Is it possible to embed mental health into the curriculum?
There’s a tendency to think of student mental health – and repeated findings about it in surveys and studies – as something that is about what happens outside of the classroom, to be addressed by student services.
But it’s also arguably a teaching and learning issue. As we argued here, mental health issues look to be collective, influenced by academic practice (both positively and negatively) and everyone’s problem.
So if Education Officers and Welfare Officers need to collaborate, and course reps need to intervene to get these issues on the agenda, where do we even start?
Developed as a partnership between the University of Derby, King’s College London, Aston University, Student Minds and Advance HE, and funded by the Office for Students via a Challenge Competition, a new toolkit has been created to provide guidance on the ways in which curriculum can support both wellbeing and learning.
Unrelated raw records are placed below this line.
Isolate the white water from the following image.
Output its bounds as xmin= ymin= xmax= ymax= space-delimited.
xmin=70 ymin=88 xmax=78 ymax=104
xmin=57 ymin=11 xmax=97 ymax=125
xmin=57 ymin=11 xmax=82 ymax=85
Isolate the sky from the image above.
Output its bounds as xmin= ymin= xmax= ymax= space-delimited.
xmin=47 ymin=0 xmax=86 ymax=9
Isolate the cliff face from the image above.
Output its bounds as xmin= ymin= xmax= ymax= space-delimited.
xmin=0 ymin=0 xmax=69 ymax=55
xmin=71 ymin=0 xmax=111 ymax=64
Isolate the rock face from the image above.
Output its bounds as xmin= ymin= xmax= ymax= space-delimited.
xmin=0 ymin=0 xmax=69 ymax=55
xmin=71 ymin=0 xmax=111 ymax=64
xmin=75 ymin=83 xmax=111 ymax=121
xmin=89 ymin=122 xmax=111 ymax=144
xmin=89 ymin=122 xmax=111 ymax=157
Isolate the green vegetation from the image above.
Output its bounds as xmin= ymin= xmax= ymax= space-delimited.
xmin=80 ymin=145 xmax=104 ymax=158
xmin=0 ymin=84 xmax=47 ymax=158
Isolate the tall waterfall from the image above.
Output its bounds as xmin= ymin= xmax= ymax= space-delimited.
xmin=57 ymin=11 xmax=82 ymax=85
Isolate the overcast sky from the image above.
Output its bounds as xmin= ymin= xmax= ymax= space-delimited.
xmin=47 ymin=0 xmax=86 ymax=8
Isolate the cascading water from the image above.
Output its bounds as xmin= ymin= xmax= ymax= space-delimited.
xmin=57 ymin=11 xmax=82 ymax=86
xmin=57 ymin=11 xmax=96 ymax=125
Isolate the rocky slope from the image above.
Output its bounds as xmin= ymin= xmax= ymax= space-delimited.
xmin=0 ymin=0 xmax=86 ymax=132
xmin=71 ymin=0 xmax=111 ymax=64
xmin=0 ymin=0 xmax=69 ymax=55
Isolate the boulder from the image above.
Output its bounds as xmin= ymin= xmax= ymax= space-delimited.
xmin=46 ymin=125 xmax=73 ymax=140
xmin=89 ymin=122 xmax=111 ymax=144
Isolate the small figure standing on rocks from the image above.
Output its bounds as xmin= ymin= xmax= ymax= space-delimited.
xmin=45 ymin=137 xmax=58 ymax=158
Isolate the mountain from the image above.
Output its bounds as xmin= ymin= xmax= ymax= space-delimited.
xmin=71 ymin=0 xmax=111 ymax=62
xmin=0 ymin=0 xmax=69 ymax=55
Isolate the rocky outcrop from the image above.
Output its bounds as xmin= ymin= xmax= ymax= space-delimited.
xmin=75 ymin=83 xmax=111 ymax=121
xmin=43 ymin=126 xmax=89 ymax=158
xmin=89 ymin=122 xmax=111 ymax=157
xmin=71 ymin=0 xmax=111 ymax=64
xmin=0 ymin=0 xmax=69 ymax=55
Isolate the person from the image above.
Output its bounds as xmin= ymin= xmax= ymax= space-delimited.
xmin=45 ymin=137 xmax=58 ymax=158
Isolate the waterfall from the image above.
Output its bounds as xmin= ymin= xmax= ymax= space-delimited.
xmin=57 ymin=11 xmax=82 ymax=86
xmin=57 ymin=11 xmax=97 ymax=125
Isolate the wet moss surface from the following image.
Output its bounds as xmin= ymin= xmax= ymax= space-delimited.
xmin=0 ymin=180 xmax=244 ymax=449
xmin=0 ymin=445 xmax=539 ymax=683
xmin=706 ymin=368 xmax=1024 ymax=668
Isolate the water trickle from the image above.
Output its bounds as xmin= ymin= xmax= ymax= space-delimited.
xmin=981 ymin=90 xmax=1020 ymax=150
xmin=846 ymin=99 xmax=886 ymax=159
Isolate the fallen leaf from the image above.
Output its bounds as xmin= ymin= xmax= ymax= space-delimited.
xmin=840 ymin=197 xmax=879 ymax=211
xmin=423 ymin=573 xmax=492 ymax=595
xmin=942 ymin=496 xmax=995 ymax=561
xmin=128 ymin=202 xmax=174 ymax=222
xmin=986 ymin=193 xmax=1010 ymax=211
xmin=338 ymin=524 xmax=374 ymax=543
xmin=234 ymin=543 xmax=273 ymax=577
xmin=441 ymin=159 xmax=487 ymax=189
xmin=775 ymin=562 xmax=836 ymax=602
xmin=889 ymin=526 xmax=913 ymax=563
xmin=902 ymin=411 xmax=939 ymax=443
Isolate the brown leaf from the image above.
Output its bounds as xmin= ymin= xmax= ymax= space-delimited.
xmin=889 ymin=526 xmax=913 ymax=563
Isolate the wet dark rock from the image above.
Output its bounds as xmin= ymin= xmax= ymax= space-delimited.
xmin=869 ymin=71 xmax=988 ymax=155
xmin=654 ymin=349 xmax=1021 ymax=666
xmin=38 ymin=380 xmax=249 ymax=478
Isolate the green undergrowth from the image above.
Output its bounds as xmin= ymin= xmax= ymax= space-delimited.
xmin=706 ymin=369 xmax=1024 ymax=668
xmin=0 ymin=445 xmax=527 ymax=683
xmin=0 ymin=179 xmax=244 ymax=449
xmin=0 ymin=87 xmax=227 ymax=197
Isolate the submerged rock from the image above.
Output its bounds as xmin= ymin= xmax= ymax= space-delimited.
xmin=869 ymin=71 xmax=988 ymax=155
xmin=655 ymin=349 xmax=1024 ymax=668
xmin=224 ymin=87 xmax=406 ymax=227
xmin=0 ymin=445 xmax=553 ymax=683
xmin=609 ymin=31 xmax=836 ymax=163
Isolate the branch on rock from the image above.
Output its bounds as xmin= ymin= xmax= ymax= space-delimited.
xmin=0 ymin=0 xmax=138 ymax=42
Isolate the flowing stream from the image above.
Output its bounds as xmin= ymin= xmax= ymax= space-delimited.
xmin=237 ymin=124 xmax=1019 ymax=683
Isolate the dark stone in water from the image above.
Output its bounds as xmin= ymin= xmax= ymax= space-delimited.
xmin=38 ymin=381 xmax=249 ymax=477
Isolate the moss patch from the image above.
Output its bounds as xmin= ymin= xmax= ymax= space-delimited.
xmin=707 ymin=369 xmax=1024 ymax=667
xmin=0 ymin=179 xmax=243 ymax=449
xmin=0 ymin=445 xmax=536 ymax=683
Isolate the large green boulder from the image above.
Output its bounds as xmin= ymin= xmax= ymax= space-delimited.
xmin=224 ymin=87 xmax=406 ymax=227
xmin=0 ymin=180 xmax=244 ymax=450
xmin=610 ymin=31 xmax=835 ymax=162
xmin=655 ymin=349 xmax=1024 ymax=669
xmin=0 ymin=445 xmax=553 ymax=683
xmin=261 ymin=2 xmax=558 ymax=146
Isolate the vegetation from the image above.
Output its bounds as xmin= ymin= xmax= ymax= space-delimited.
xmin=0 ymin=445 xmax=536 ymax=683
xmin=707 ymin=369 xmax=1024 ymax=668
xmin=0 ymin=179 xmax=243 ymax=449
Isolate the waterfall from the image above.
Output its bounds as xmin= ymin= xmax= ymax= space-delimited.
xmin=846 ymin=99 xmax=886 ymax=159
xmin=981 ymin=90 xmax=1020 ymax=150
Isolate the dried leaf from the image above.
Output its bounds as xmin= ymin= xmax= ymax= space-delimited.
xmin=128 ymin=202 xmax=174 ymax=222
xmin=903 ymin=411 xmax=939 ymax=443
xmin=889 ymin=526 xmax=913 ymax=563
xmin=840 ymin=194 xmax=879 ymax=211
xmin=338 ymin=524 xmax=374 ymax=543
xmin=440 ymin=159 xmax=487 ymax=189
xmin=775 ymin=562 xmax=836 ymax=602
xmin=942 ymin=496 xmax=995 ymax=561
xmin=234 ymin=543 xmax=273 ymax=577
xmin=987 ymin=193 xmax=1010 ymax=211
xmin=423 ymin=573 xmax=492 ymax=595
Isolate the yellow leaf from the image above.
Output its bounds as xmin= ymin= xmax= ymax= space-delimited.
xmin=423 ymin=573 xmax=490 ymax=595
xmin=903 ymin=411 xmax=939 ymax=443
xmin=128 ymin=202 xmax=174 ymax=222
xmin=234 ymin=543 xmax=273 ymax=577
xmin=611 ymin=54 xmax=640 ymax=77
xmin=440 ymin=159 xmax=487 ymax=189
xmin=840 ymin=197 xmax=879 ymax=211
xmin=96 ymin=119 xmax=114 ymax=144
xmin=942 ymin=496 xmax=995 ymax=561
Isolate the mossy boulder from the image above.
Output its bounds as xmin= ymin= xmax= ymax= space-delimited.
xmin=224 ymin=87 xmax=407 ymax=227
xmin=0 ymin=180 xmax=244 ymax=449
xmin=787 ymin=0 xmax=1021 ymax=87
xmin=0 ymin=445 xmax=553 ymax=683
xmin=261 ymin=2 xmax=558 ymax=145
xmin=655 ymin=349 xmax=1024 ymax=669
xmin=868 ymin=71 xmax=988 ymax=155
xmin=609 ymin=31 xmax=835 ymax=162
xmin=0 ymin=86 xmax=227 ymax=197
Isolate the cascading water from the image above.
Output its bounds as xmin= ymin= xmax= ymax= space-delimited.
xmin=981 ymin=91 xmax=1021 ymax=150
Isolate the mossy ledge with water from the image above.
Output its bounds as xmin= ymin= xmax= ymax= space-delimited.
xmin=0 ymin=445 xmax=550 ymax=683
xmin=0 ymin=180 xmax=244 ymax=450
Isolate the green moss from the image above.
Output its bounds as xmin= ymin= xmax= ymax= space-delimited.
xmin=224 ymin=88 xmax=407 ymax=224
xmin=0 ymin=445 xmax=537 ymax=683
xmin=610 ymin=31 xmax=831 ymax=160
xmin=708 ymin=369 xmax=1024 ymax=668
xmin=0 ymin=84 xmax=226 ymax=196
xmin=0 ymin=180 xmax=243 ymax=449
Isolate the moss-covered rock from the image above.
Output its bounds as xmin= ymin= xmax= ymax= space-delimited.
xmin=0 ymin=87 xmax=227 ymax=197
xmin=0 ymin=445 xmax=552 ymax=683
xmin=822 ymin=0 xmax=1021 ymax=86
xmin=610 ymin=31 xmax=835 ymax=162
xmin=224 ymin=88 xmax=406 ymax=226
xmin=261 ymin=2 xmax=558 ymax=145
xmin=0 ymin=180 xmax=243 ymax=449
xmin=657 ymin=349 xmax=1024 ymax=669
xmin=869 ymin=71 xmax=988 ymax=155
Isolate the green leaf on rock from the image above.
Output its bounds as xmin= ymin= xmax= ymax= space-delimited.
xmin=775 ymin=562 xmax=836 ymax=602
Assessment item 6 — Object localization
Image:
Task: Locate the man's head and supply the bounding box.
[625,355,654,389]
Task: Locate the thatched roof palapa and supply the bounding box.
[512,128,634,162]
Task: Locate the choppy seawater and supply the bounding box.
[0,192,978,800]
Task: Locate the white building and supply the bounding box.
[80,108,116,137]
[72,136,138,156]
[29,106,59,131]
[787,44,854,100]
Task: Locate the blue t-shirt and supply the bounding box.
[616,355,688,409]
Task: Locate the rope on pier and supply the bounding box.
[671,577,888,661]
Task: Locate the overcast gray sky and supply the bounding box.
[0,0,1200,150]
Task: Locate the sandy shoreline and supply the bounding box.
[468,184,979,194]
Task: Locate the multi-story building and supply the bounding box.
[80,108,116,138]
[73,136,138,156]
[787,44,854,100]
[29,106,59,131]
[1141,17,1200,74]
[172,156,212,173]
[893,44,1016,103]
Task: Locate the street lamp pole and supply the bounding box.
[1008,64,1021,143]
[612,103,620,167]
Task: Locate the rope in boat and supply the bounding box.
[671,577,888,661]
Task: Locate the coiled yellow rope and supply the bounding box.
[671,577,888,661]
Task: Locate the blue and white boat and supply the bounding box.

It’s not especially accessible for the layperson, and so here we’ve done some summarising and highlight fishing to provide some ways in to what ought to be a resource that guides curriculum review in universities.
Underpinning arguments and theory
The argument goes like this. Wellbeing is related to our surroundings, our activity and behaviour, the quality and quantity of our social connections and our understanding of ourselves and our relationship to the world.
As a consequence, every aspect of university life will have a potential impact on the wellbeing of students – whether considered and planned for or not.
As such, the curriculum is important to mental health and wellbeing because it is one of the few guaranteed points of contact between students and the university. It is also central to the student experience as it provides focus, structure, engagement, connection and purpose.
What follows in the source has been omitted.